496. The next bigger element 1

"Stay hungry stay young "
is described in LeetCode. This is also a simple question. According to a certain element, find the element in the list that is closest to it and larger than it. Under normal circumstances, it can be solved by violence , But when there is too much data, only other methods can be adopted. For such problems, there is a more classic method to solve this problem, which is to use a monotonic stack data structure, which is still the idea of ​​"**using space for time"**:

Monotonic stack:

In essence, it still satisfies the last-in-first-out nature of the stack, but it must always maintain a monotonic sequence from the top of the stack to the bottom of the stack. Once there is a non-monotonous part, the stack is popped. The stack itself changes dynamically.

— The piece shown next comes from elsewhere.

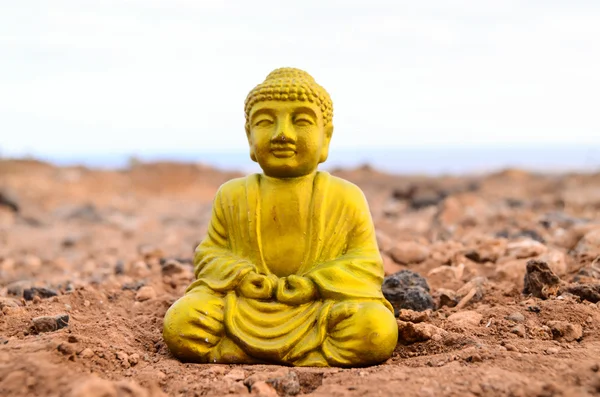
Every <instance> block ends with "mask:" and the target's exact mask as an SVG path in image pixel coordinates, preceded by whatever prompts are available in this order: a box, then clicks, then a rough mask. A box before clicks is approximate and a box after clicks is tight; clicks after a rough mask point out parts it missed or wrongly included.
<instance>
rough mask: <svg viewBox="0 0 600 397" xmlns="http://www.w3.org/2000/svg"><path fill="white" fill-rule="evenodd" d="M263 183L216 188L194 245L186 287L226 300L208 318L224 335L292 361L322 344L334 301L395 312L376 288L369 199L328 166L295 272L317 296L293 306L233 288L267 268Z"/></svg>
mask: <svg viewBox="0 0 600 397" xmlns="http://www.w3.org/2000/svg"><path fill="white" fill-rule="evenodd" d="M260 183H261V176H260V175H259V174H255V175H250V176H248V177H246V178H239V179H234V180H232V181H229V182H228V183H226V184H225V185H223V186H222V187H221V188H220V189H219V192H218V193H217V196H216V198H215V201H214V205H213V214H212V219H211V223H210V225H209V229H208V235H207V237H206V238H205V240H204V241H203V242H202V243H201V244H200V245H199V246H198V248H197V249H196V253H195V257H194V264H195V276H196V281H194V282H193V283H192V284H191V285H190V286H189V288H188V290H187V293H192V292H194V291H198V290H203V291H206V292H207V293H211V294H215V295H218V296H220V297H222V298H223V300H224V307H223V309H222V310H223V314H219V315H218V316H217V315H213V317H220V318H222V319H223V324H224V329H225V335H226V336H227V337H228V338H229V339H231V340H232V341H233V342H234V343H235V344H236V345H237V346H239V347H240V348H241V349H242V350H243V351H244V352H245V353H247V354H248V355H249V356H251V357H253V358H256V359H259V360H262V361H271V362H282V363H293V362H295V361H297V360H300V359H301V358H302V357H304V356H306V355H307V354H309V353H310V352H311V351H315V350H317V349H319V348H321V346H322V344H323V342H324V340H325V338H326V337H327V332H328V321H331V311H332V308H333V307H334V306H335V305H336V304H339V302H344V301H348V302H365V301H368V302H373V303H379V304H381V305H383V306H384V307H385V308H387V309H388V310H389V311H390V312H391V313H393V309H392V307H391V305H390V304H389V302H388V301H387V300H385V298H384V297H383V294H382V292H381V284H382V281H383V276H384V273H383V266H382V259H381V256H380V254H379V250H378V248H377V243H376V238H375V231H374V227H373V224H372V220H371V216H370V212H369V208H368V205H367V202H366V199H365V197H364V195H363V193H362V191H360V189H358V187H356V186H355V185H353V184H351V183H349V182H347V181H344V180H342V179H340V178H336V177H334V176H331V175H330V174H328V173H326V172H318V173H317V174H316V176H315V178H314V182H313V191H312V199H311V204H310V205H311V208H310V212H309V224H308V231H307V234H306V236H307V241H306V247H307V248H306V252H305V255H304V260H303V262H302V265H301V267H300V269H299V270H298V271H297V272H296V273H295V274H296V275H298V276H303V277H306V278H308V279H310V280H312V282H314V284H315V285H316V288H317V291H318V295H319V297H318V298H317V299H316V300H315V301H312V302H308V303H305V304H302V305H299V306H290V305H287V304H283V303H280V302H277V301H276V299H275V298H272V299H270V300H257V299H250V298H246V297H244V296H241V295H240V294H239V292H237V291H236V287H237V286H238V285H239V283H240V281H241V280H242V279H243V277H244V276H245V275H246V274H247V273H249V272H251V271H254V272H257V273H261V274H265V275H271V274H272V272H271V271H270V270H269V267H268V264H267V263H265V260H264V258H263V249H262V247H263V245H264V244H276V243H277V242H276V241H269V242H265V241H262V239H261V227H260V220H261V216H260V215H261V212H260V211H261V200H260ZM203 310H210V308H209V307H206V308H204V309H203ZM207 314H210V313H207Z"/></svg>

The idea of ​​this question:

For this question, first we consider building a hash table, corresponding to the data structure of the dictionary in python, each element corresponds to the next element larger than it in num2, if not, return -1, based on this operation , The problem is transformed into the problem of how to create a dic. Here, a monotonic stack is used .
When an element is put on the stack, a judgment is first made on the elements in the stack:

• If the current element is larger than the top element of the stack, then the top element of the stack is popped from the stack and a mapping is established between the top element of the stack and the current element
• If the element on the top of the stack is larger than the element that you want to push, or the stack is empty, push the element to the stack

Based on the above description, the code is as follows:

class Solution:
    def nextGreaterElement(self, nums1: List[int], nums2: List[int]) -> List[int]:
        stack=[]
        dic={
    
    }
        for n in nums2:
            while stack and stack[-1]<n:
                dic[stack.pop()]=n
            stack.append(n)
        return [dic.get(x,-1)for x in nums1]

Complexity analysis:

Time complexity : O(M+N) where M and N are the lengths of the arrays nums1 and nums2, respectively.
Space complexity : O(N) When we traverse nums2, we need to use the stack and hash map to temporarily store the answer.